Research done at MIT to develop a computer system that can locate a speaker in a scene, and determine to whom they are speaking, is described in this paper. No intended application is described, but we can guess there will be uses in security systems, automated TV studios, robotic systems, or clandestine spy activities.
The system includes dual stereo cameras, and microphones in a fixed position. To calibrate the system, a person speaks directly to the cameras and microphones. The function of the audio is to determine which person is speaking. The functions of the video are to identify the speaker, by identifying moving lips, and to determine to whom they are speaking.

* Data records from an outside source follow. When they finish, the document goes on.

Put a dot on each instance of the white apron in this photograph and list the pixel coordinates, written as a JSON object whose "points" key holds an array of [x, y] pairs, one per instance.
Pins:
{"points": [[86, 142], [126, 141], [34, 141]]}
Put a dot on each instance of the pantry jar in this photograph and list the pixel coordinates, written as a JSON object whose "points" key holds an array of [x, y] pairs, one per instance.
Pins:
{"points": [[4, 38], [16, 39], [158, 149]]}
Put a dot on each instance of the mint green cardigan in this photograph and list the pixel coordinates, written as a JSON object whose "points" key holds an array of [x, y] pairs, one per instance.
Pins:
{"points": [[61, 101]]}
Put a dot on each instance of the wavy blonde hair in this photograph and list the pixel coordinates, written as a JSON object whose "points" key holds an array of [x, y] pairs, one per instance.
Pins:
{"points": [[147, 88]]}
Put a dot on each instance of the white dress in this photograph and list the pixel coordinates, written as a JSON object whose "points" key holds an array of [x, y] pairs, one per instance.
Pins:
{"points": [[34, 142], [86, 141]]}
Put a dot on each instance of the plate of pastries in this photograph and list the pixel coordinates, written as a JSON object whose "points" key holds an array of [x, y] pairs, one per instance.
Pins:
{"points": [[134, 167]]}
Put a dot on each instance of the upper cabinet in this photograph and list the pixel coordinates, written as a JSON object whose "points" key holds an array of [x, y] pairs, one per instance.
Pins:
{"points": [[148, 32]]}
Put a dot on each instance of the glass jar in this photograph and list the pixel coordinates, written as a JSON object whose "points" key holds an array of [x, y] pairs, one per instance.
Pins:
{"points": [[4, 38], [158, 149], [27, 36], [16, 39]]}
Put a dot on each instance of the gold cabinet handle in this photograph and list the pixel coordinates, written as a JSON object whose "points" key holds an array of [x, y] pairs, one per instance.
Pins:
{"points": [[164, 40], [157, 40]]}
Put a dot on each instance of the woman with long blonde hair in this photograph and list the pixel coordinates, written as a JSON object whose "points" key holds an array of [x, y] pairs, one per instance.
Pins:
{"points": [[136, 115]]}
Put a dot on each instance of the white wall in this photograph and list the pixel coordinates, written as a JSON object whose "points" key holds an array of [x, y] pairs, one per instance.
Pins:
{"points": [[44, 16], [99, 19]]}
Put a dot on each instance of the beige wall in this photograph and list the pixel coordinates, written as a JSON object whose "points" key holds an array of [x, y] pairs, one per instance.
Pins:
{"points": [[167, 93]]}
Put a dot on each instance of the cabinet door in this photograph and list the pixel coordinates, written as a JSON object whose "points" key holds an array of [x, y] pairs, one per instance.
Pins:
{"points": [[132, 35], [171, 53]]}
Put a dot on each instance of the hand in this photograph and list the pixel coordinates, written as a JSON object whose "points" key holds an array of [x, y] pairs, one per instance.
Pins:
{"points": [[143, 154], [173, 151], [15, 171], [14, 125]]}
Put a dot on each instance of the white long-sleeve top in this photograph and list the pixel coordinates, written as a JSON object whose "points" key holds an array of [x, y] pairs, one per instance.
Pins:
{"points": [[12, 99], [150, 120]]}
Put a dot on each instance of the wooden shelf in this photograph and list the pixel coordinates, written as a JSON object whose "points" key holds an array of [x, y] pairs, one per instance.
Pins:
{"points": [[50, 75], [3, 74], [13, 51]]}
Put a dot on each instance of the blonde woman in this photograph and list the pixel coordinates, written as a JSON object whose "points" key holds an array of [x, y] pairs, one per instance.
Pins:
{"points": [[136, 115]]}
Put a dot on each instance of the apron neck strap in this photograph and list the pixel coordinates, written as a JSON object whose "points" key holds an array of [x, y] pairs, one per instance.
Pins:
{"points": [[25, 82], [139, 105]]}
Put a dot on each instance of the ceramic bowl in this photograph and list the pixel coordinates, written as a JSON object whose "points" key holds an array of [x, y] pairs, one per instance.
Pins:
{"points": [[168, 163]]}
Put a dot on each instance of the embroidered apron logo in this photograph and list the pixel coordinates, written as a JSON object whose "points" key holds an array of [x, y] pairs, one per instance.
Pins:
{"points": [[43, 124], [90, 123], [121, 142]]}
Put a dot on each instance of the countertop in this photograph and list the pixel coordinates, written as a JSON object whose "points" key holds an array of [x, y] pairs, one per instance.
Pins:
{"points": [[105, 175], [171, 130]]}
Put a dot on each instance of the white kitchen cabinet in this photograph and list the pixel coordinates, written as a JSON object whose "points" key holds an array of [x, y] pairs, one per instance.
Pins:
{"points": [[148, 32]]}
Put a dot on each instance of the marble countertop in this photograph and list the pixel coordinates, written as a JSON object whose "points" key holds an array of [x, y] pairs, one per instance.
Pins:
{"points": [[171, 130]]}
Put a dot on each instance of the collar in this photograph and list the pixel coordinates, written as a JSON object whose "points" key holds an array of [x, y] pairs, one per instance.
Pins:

The direction of speaking is derived by sampling the one- through six-kilohertz (KHZ) band of each microphone independently. The system then computes a time difference correlation to determine speaker direction. The video can be used to locate a face, to locate face movements derived from speech, and to determine a face’s orientation (speaking direction). The system can then correlate the speaking face and the sound. The computations are described using statistical formulas of the correlation of Gaussian density, and distribution functions from the audio and video inputs. It would have been helpful if the authors included a graphical representation of the distribution functions, to demonstrate the microphone and video inputs and the formula output.
Research results show that this level of system is satisfactory if the speaker stands out from any clutter, and is facing somewhat toward the camera. Future research will seek to enhance the system using a speech recognizer and human facial model.